A Fosta-Tek Optics product story
Edited by the Engineeringtalk editorial team Apr 23, 2008

New injection moulding technology will enable the mass production of lightweight, high-quality plastic optics at a fraction of the cost of the machined glass alternative.

For the first time, an injection moulding process, optimised by Fosta-Tek Optics has matched the accuracy and quality of diamond turning in the production of precision military optics.

This will enable the mass production of lightweight, high-quality plastic optics at a fraction of the cost of the machined glass alternative.

But achieving that level of quality was not easy, said Fosta-Tek Vice President, Jim LeBlanc.

"People have been trying for years to duplicate the accuracy of diamond-turned glass in plastic".

"The idea, of course, is to reduce part weight and unit cost, but in order to do this with injection moulding you really need to precisely control the surface contours".

"So you're dealing with a lot".

"There are tooling and temperature issues, mould shrinkage, induced distortion caused by shrinkage".

"What we've been able to do is duplicate a high-quality optical surface very accurately and predictably".

"We're talking submicron level tolerances".

LeBlanc said the nature of the application could not be revealed, but that the lenses in question were a series of high-end sighting system optics made using a high-clarity polyolefin.

These were complex, double-sided aspheres ranging from 1.5 to 6mm in thickness and in diameters down to 3/8in.

Specifications called for lens form accuracy of less than 5um PV (peak to valley), four waves per surface, surface roughness of less than 10nm RMS (root mean square) measured with laser interferometry and total transmitted wavefront distortion of under 14 fringes.

The key to achieving precise process control, according to LeBlanc, is to maintain precise control over mould temperature and pressure.

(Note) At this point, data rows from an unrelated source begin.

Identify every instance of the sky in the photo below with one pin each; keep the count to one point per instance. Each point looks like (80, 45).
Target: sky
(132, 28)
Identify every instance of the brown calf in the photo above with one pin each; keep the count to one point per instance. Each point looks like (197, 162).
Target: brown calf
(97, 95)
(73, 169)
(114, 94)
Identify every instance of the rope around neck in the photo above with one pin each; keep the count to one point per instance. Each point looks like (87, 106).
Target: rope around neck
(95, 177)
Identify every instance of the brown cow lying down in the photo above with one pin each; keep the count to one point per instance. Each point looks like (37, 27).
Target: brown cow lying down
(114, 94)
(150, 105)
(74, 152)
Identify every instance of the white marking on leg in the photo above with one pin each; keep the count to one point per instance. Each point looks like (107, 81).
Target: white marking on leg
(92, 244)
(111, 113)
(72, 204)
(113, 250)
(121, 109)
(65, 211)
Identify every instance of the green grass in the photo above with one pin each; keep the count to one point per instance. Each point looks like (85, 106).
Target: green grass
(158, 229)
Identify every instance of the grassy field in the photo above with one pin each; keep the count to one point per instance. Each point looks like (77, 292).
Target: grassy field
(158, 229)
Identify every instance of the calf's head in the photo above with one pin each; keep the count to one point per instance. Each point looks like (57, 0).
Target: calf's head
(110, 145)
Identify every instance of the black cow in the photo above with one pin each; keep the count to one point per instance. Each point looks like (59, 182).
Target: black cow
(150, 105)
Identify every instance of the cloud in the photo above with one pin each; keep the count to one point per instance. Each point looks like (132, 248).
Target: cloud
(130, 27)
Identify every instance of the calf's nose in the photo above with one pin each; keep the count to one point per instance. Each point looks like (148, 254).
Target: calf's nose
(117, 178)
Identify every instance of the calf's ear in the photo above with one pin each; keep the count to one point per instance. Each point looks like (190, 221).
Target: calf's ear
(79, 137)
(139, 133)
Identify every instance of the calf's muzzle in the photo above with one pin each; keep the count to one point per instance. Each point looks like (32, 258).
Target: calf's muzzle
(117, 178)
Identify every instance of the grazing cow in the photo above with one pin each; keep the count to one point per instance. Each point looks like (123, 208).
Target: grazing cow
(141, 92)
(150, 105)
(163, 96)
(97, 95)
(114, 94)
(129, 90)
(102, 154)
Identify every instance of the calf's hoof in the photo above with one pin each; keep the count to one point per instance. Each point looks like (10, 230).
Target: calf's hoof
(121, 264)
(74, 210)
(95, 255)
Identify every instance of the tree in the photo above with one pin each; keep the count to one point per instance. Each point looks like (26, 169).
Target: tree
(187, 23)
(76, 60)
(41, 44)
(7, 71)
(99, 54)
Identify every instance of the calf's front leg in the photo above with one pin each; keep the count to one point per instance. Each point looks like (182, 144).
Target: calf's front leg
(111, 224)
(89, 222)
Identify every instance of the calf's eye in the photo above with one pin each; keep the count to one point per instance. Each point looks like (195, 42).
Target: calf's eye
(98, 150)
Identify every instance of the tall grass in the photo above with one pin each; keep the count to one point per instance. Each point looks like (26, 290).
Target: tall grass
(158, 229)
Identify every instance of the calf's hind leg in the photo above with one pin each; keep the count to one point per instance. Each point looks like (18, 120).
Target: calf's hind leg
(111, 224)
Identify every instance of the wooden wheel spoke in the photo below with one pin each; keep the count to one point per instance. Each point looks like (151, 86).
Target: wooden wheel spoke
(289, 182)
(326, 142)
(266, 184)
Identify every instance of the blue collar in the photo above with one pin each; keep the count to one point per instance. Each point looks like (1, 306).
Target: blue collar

"We knew going in we would have to use injection compression because we had tried straight tooling in the past and couldn't duplicate the surface very well at all".

"Compression helps reduce shrinkage a little bit and also reduces some of the built-in moulding stress".

"However, when we started using injection compression, we found we could duplicate the surface, but it was difficult to repeat".

"We would get intermittently good parts, so we felt we had to get a better sense of what was going on inside the cavity".

This method is also more precise than traditional compression moulding techniques that arise from the settings used with a toggle machine.

Fosta-Tek set up a vibration-free metrology lab, equipped with a Zygo GPI interferometer and designed a series of experiments to run with a two-cavity mould on a fairly new 60-ton Engle machine with an EC 100 control system and a power pack for injection compression.

To get a true inside picture of the process, the company installed a cavity pressure measurement system from Kistler and fed the signals back to the machine's control system.

"I had previous experience with pressure transducers that were installed inside the cavity", LeBlanc said.

"The pressure sensors told us when to initiate the compression cycle and by watching the curves, we could actually see when some of the slides on the injection compression were coming up".

"We could see when it was compressing properly and we could match the curves".

"Using this set-up, we were able to understand what was happening with different injection speeds, different injection pressures, two-stage versus single stage".

"What we were trying to find was the minimal amount of hold pressure, so that we would not induce any frozen type stresses that would increase birefringence and change the optical surface".

Optimisation also required precise heat control on the tool itself.

Fosta-Tek isolated the mould from the machine so the machine didn't act as a heat sink.

"Then we put thermocouples directly in the tool so we were not just depending on a hot oil unit", said LeBlanc.

The moulds are heated to a very high-temperature and maintained very precisely.

As a result of its experiments, Fosta-Tek found that other moulding parameters, such as injection speed and pressure, were not so critical in maintaining a quality optical surface.

"These other factors may come into play as we tweak the process to improve productivity down the road, but the important thing right now is that we can make parts that could previously only be made with diamond turning, accurately and repeatably in a production injection moulding environment" Leblanc said.

"Even at cycle times of six minutes, the impact on production rates is enormous".

"We think that's a milestone for the process".